Что же такое «удобство»? Не есть ли оно преддверие покоя, не есть ли соединение двух в одно, слитное, мир<ное>, не есть ли приведение двух неудобств <из не-мирного состояния> в мир, не будет ли каждая утилитарная вещь местом мира, не хочет ли каждый инженер сделать в вещи — мир<?> Не хочет ли инженер убрать все с человеческого пути: и горы, и воды, и огонь, чтобы ничто не мешало движению человека<?>
И когда утилитарной техникою все будет убрано, то очевидно, ничто не будет мешать его движению, но тогда и кончится весь утилитаризм и вся техника. Для человека наступит покой в той цели, к которой он стремился, ибо все мешающее убрано с пути. Движение его было к миру, но на пути горы, вода, огонь, леса, пространство, время — <они> мешали ему достигнуть этого мира. Чтобы победить воду, горы, пространство и время, он вызвал науку, утилитарную технику и поставил их во главе угла, и они создали аэроплан, пароходы, поезда, радио, электричество как орудия победы. И человек мчится через огромные пространства, а когда проснется, то с удивлением посмотрит, что лежит в постели и его тело никуда не ходило. Таковы задачи утилитаризма, и таковы результаты.
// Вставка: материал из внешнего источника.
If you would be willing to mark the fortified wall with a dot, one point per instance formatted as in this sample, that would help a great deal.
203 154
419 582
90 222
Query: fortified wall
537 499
Какие же задания искусства архитектуры? <Они должны быть> беспредметны, нецелесообразны, но в действительности она <архитектура> усвоила себе те же утилитарные задачи: сложить вес, без толку разбросанный в натуре, в архитектурный толк, т. е. выполнить ту же задачу, что делает и утилитаризм технический, инженерный. В утилитаризме рождается вес: мне неизвестно, существует ли вес вне утилитаризма; для искусства все безвесно, все недвижно. Отсюда видно, что вес, нагроможденный в натуре, мешает мне, моей утилитарной задаче, но не искусству; он скорее лежит на мне, нежели в натуре, поэтому его и хочу сбросить с себя или отодвинуть, или распылить, разбросать в разные стороны, чтобы не давил <на> меня, поэтому хочу обратить его в форму архитектурную, т. е. художественную, ибо гражданское строение не может обезвесить здание, не может обратить его в вечную красоту, обратить его в то, во что не может обратить инженер, механик, техник, ибо вечная красота незыблема, не мешает, удобна и не давит. Отсюда видно, что хотя с первого положения задача архитектуры как бы кажется утилитарною, но это только кажется, оттого, что архитектурному искусству навязана утилитарная задача; <архитектура же, по сути,> доведена до абсолютного совершенства, <она> обраща<ет> явления в «вечную красоту» как «вечный мир», <и> поэтому она никогда не может быть утилитарной, <приспособленной> для повседневной жизни. Утилитаризм не ее идеология, в ней нет больше идей, она беспредметна, и если в ней и поселится практическая идеология, то только временно и высыпется как червь.